Over 70 agriculture ministers from around the globe were invited by their German colleague, Cem Ozdemir, to exchange thoughts and ideas at the Global Forum for Food and Agriculture (GFFA), a conference that is held each year in Berlin.
FAO’s latest State of the World’s Land and Water Resources for Food and Agriculture has already warned us that our agricultural systems – the interconnect complex web of soil, land and water – are at “breaking point.”
Soil erosion is the biggest threat. It is estimated that by 2050, soil erosion could lead to a 10 percent loss in crop production and remove 75 billion tons of soils.

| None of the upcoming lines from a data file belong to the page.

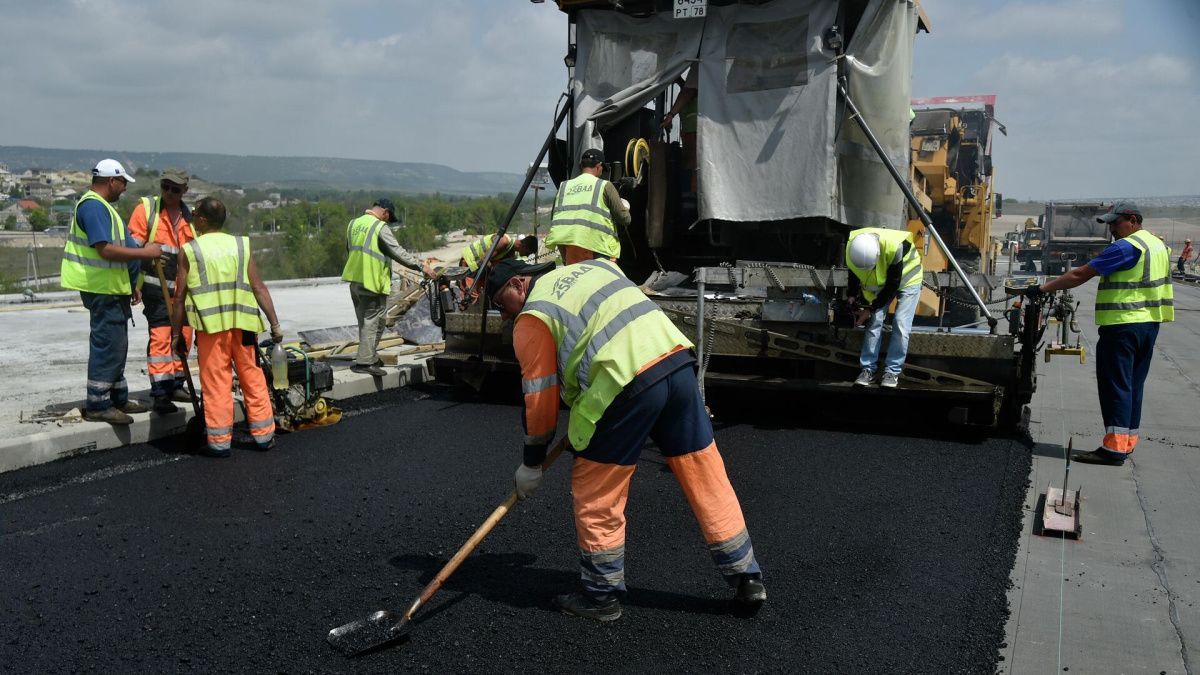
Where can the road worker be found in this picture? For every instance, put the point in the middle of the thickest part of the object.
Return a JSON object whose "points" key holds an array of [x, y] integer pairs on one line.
{"points": [[217, 286], [1134, 298], [587, 211], [885, 266], [371, 246], [509, 246], [165, 220], [586, 333], [96, 261]]}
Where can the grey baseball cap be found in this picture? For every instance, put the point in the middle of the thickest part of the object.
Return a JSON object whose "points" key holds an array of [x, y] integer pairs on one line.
{"points": [[1120, 209]]}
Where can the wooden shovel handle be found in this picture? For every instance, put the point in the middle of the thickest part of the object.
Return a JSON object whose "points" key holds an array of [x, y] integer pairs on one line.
{"points": [[474, 541]]}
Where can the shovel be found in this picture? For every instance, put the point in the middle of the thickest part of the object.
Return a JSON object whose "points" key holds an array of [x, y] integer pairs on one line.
{"points": [[196, 431], [385, 627]]}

Soil pollution is also an issue. It knows no borders and compromises the food we eat, the water we drink and the air we breathe. The excessive or inappropriate use of agrochemicals is one cause of the problem. The global annual production of industrial chemicals has doubled since the beginning of the 21st century, to approximately 2.3 billion tonnes, and is projected to increase by 85 percent by the end of the decade.
Another challenge comes from salinization, which affects 160 million hectares of cropland worldwide and every year renders 1.5 million hectares unproductive.
Finally, there’s a lack of reliable data. Over 55 percent of surveyed Members of the Global Soil Laboratory Network (GLOSOLAN) lack adequate analytical capacities, including human resources, harmonization procedures and equipment.
In October, FAO launched the Global Map of Salt-Affected Soils, a joint project involving 118 countries and hundreds of data-crunchers that allows experts to identify where sustainable soil management practices should be adopted and informs policy makers when dealing with climate change adaptation and irrigation projects.
More is needed.
According to FAO’s Director-General, countries must make stronger commitments, while instruments such as the Voluntary Guidelines for Sustainable Soil Management, the World Soil Charter and the International Code of Conduct for the Sustainable Use and Management of Fertilizers can provide added impetus.
Greater investments – particularly for supporting the adoption of sustainable soil management practices – and the recarbonization of soils are also a priority, along with land tenure security.
The Director-General welcomed the adoption of a joint communique’ by participants representing what he described as “a reflection of your commitment to healthy soils, including protecting agricultural land through tenure security,” and said FAO would help facilitate its implementation.
“FAO, including through the Global Soil partnership, is committed to healthy soils and to supporting sustainable soil management at all levels for better production, better nutrition, a better environment and a better life for all, leaving no one behind,” Qu said.